3) Pengadilan HAM tidak berwenang memeriksa dan memutus perkara pelanggaran hak
asasi manusia yang berat yang dilakukan oleh seseorang yạng berumur di bawah 18
(delapan belas) tahun pada saat kejahatan dilakukan
4) Pelanggaran hak asasi manusia yang berat meliputi:
a) Kejahatan genosida
b) Kejahatan terhadap kemanusiaan
Kejahatan Genosida, sebagaimana yang dimaksud dalam Pasal 7 huruf a adalah setiap
perbuatan yang dilakukan dengan maksud untuk menghancurkan atau memusnahkan seluruh
atau sebagian kelompok bangsa, ras, kelompok etnik, kelompok agama, dengan cara :
1) Membunuh anggota kelompok;
2) Mengakibatkan penderitan fisik atau mental yang berat terhadap anggota-anggota
kelompok;
3) Menciptakan kondisi kehidupan kelompok yang akan mengakibatkan kemusnahan secara
fisik baik seluruh atau sebagiannya;
4) Memaksakan tindakan-tindakan yang bertujuan mencegah kelahiran di dalam kelompok;
atau
5) Memindahkan secara paksa anak-anak dari kelompok tertentu kelompok lain.
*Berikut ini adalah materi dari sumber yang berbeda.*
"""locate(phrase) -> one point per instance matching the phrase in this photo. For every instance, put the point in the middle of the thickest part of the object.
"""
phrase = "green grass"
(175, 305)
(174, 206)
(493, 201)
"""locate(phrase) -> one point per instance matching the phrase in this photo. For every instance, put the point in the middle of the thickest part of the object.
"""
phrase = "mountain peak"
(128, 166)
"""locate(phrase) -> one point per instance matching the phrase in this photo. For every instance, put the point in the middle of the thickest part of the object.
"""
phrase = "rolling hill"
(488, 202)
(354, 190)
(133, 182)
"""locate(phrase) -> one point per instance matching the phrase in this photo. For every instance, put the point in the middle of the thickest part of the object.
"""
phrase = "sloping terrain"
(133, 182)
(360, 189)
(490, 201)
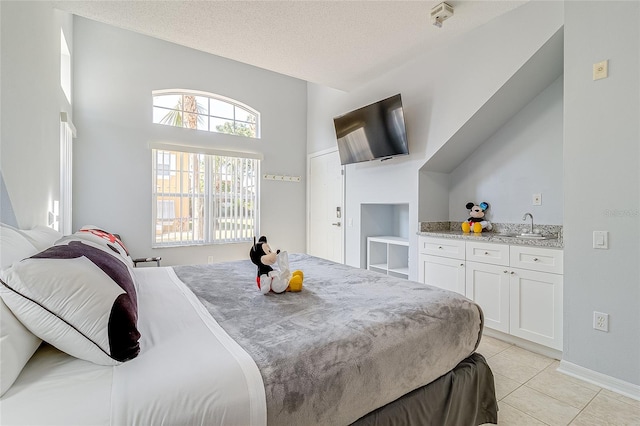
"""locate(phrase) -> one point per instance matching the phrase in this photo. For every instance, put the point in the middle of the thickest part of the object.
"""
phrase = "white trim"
(199, 149)
(524, 343)
(607, 382)
(64, 117)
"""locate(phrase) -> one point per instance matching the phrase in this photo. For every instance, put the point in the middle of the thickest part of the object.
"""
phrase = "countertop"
(492, 237)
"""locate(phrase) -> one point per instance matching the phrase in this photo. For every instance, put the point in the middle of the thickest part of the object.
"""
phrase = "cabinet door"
(446, 247)
(488, 286)
(536, 307)
(442, 272)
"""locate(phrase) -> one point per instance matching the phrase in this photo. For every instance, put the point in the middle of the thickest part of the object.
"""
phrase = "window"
(203, 198)
(205, 111)
(67, 133)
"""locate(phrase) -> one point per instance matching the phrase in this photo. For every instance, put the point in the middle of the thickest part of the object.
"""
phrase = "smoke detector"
(440, 13)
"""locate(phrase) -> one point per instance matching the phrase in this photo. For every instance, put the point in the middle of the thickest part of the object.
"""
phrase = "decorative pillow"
(78, 297)
(17, 345)
(104, 238)
(13, 246)
(42, 237)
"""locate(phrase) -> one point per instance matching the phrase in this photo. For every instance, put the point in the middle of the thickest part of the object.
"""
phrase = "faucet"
(525, 218)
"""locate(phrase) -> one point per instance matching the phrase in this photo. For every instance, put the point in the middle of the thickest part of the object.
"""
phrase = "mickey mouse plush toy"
(269, 279)
(476, 222)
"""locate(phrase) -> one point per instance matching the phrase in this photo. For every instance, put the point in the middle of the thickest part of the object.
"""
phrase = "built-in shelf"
(388, 255)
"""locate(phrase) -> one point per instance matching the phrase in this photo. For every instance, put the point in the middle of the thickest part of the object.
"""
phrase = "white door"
(325, 206)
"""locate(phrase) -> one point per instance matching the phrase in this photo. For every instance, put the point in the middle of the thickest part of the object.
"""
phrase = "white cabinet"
(536, 296)
(441, 263)
(519, 288)
(488, 285)
(388, 255)
(442, 272)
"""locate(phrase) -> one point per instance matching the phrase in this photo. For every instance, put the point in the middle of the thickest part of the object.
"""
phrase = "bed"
(353, 347)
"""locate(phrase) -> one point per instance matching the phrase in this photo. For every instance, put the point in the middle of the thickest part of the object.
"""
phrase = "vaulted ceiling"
(340, 44)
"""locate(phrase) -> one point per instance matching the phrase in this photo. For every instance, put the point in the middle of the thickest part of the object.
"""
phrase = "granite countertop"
(494, 236)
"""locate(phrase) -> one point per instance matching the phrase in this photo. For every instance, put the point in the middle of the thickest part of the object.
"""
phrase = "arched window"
(205, 111)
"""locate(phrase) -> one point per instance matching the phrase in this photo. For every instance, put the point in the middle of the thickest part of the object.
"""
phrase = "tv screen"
(372, 132)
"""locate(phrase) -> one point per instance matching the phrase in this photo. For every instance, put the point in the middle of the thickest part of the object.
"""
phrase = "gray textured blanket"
(350, 342)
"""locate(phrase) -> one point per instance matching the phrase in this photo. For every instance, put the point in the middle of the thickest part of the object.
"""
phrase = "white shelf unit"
(388, 255)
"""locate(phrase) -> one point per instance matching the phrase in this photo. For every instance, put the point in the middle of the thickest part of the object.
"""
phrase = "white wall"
(441, 90)
(30, 106)
(115, 73)
(602, 187)
(524, 157)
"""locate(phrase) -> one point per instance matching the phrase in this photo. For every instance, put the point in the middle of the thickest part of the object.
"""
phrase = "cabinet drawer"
(442, 247)
(495, 254)
(537, 259)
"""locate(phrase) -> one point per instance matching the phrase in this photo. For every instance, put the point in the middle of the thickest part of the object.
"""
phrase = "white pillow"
(42, 237)
(78, 296)
(17, 345)
(13, 246)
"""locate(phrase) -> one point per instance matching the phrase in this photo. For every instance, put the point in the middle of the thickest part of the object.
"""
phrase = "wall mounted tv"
(375, 131)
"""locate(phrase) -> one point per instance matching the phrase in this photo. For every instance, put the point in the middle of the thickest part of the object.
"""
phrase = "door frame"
(308, 216)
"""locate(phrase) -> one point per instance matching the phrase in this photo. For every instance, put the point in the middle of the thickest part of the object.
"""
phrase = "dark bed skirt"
(465, 396)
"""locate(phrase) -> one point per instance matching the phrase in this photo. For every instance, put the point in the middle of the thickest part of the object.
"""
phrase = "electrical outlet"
(537, 199)
(601, 70)
(600, 321)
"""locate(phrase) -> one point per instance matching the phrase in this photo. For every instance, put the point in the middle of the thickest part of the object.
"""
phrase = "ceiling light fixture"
(440, 13)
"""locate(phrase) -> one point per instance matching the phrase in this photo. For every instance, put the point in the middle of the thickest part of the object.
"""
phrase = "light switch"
(601, 70)
(601, 239)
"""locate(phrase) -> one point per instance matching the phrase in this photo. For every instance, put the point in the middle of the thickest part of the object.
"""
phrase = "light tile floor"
(531, 392)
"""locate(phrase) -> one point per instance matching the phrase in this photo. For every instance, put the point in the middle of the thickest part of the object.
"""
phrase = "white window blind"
(203, 198)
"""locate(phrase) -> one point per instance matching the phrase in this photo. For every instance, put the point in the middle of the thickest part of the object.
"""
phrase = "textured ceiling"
(340, 44)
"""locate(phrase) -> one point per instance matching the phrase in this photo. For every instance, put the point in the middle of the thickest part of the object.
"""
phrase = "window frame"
(208, 116)
(210, 214)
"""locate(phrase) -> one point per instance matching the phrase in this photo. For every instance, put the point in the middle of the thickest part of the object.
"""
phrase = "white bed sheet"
(189, 372)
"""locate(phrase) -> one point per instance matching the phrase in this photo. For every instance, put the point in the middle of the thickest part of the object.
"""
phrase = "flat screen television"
(375, 131)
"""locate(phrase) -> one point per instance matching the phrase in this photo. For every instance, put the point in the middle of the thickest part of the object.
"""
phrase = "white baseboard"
(599, 379)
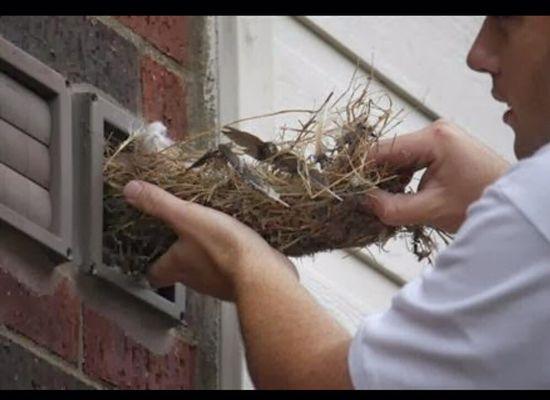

Kejahatan terhadap kemanusian sebagaimana dimaksud dalam Pasal 7 huruf b adalah
salah satu perbuatan yang dilakukan sebagai bagian dari serangan yang meluas atau
sistematis yang diketahuinya bahwa serangan tersebut ditujukan secara langsung terhadap
penduduk sipil, yang berupa:
1) Pembunuhan;
2) Pemusnahan
3) Perbudakan
4) Pengusiran atau pemindahan penduduk secara paksa
5) Perampasan kemerdekaan atau perampasan kebebasan fisik lain secara sewenang-wenang
yang melanggar (asas-asas) ketentuan pokok hukum internasional;
6) Penyiksaan
7) Perkosaan, perbudakan seksual, pelacuran secara paksa atau bentuk-bentuk kekerasan
seksual lain yang setara
8) Penganiayaan terhadap suatu kelompok tertentu atau perkumpulan yang didasari
persamaan paham politik, ras, kebangsaan, etnis, budaya, agama, jenis kelamin atau
alasan lain yang telah diakui secara universal sebagai hal yang dilarang menurut hukum
internasional;
9) Penghilangan orang secara paksa; atau
10) Kejahatan apartheid
Di Indonesia pelanggaran HAM yang banyak terjadi adalah pelanggaran mengenai kejahatan
terhadap kemanusiaan hal ini terjadi karena adanya penyalahgunaan kekuasaan,
ketidaktegasan aparat penegak hukum, penyalahgunaan teknologi, kesenjangan sosial dan
ekonomi yang tinggi, dalam hal ini perlunya pemahaman HAM secara menyeluruh kepada
masyarakat agar tidak terjadinya pelanggan HAM dan Hak-hak manusia dapat dihargai.